The College’s interdisciplinary character is a good fit with the emerging trends in today’s complex world, where only a pluralistic and collaborative approach will generate the necessary learning and teaching, research, and service. If we are to provide, in the end, both disciplinary and professional means to promote environmental well-being, the diverse environmental specializations must be fully integrated. Thus, working outside traditional disciplinary and departmental categories, the College’s faculty will advance solutions to problems that demand interdisciplinary perspectives and expertise. Other UW units bring much to bear on the built environment and students are wholeheartedly encouraged to explore possible cross-campus connections both in obvious and seemingly unlikely places. The Technology and Project Design/Delivery specialization especially connects with Psychology, the Information School, Technical Communication, Computer Science and Engineering, and Industrial Engineering; the Sustainable Systems and Prototypes field with Civil Engineering, Electrical Engineering, Industrial Engineering, Mechanical Engineering, the Information School, Technical Communication, the College of Forest Resources (especially Eco-System Science and Conservation, Urban Horticulture and Urban Forestry), the Evans School of Public Affairs, Geography, Public Health, Ocean Science and Fisheries, and Social Work, Urban Ecology, and perhaps Advanced Materials and Manufacturing Processes and Nanotechnology; the area of History, Theory, and Representation with Textual Studies, Art History, Interdisciplinary Arts & Sciences at Tacoma, and Comparative History of Ideas.

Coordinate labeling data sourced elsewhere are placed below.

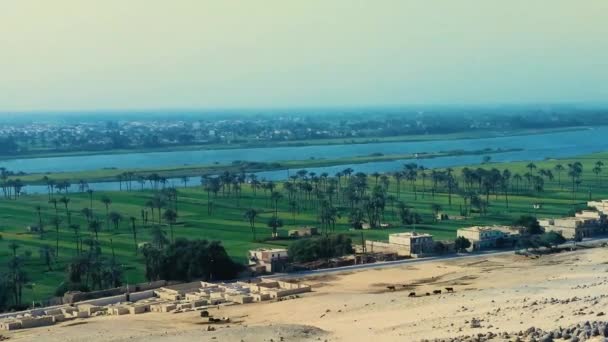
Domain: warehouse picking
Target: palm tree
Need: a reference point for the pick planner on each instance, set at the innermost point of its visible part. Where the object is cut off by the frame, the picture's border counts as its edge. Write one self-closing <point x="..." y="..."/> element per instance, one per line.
<point x="559" y="168"/>
<point x="66" y="202"/>
<point x="47" y="255"/>
<point x="90" y="192"/>
<point x="274" y="223"/>
<point x="159" y="237"/>
<point x="134" y="230"/>
<point x="185" y="180"/>
<point x="53" y="201"/>
<point x="56" y="221"/>
<point x="574" y="171"/>
<point x="251" y="215"/>
<point x="95" y="226"/>
<point x="87" y="213"/>
<point x="275" y="197"/>
<point x="40" y="224"/>
<point x="107" y="201"/>
<point x="76" y="229"/>
<point x="597" y="169"/>
<point x="170" y="216"/>
<point x="115" y="218"/>
<point x="411" y="174"/>
<point x="436" y="208"/>
<point x="14" y="246"/>
<point x="398" y="176"/>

Urban Design & Planning Interdisciplinary PhD

The Urban Design & Planning Interdisciplinary Ph.D. at the University of Washington is one of 39 Ph.D. programs in urban and regional planning in North America, and one of the oldest, founded in 1967.

This program brings together faculty from disciplines ranging from Architecture to Sociology to focus on the interdisciplinary study of urban problems and interventions. Covering scales from neighborhoods to metropolitan areas, the program addresses interrelationships between the physical environment, the built environment, and the social, economic, and political institutions and processes that shape urban areas. The breadth of this program permits students to pursue doctoral studies in the various aspects of urban design and planning as well as in a number of related social science, natural resource, and engineering areas.

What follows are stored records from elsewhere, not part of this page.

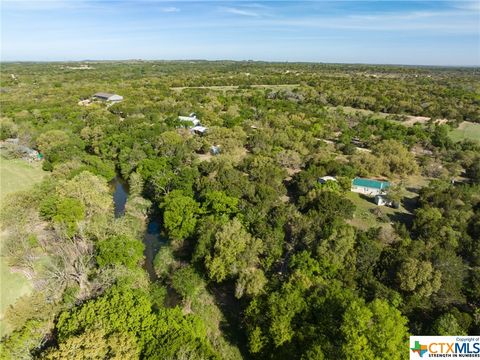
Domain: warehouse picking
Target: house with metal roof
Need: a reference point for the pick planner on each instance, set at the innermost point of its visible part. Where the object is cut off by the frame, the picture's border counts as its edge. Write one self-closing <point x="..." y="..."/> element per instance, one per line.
<point x="369" y="186"/>
<point x="324" y="179"/>
<point x="108" y="97"/>
<point x="200" y="130"/>
<point x="190" y="119"/>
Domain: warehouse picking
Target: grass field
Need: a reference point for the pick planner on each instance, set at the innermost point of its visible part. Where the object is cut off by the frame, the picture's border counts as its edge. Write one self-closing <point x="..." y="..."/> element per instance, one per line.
<point x="235" y="87"/>
<point x="15" y="175"/>
<point x="364" y="218"/>
<point x="466" y="130"/>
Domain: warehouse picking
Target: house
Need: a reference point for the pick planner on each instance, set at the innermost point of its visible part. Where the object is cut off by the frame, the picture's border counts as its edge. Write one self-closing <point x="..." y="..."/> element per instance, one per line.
<point x="382" y="200"/>
<point x="29" y="154"/>
<point x="200" y="130"/>
<point x="192" y="119"/>
<point x="215" y="149"/>
<point x="369" y="186"/>
<point x="324" y="179"/>
<point x="114" y="98"/>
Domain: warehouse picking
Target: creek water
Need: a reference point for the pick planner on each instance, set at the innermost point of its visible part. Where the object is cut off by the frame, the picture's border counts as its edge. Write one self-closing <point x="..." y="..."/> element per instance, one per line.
<point x="152" y="239"/>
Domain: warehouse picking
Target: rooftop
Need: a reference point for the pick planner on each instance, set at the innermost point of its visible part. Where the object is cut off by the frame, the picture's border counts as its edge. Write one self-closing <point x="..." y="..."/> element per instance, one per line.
<point x="375" y="184"/>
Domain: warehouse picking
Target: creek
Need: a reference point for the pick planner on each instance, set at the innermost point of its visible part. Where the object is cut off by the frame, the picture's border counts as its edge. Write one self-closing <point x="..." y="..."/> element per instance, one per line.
<point x="152" y="239"/>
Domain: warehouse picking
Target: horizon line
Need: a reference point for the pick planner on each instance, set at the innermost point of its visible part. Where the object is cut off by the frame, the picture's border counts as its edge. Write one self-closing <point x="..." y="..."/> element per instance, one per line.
<point x="239" y="61"/>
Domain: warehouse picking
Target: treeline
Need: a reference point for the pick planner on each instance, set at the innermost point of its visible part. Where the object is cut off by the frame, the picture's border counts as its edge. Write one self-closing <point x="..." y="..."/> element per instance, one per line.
<point x="440" y="93"/>
<point x="262" y="261"/>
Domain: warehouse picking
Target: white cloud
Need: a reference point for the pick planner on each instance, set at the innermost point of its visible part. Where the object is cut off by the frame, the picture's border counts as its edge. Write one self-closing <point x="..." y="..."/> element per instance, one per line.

The Program seeks to prepare scholars who can advance the state of research, practice, and education related to the built environment and its relationship to society and nature in metropolitan regions throughout the world. The program provides a strong interdisciplinary educational experience that draws on the resources of the entire University, and on the laboratory provided by the Seattle metropolitan region and the Pacific Northwest. The program emphasizes the educational values of interdisciplinarity, intellectual leadership and integrity, and the social values of equity, democracy and sustainability. It seeks to promote deeper understanding of the ways in which public decisions shape and are shaped by the urban physical, social, economic, and natural environment. The program envisions its graduates becoming leaders in the international community of researchers, practitioners and educators who focus on improving the quality of life and environment in metropolitan regions.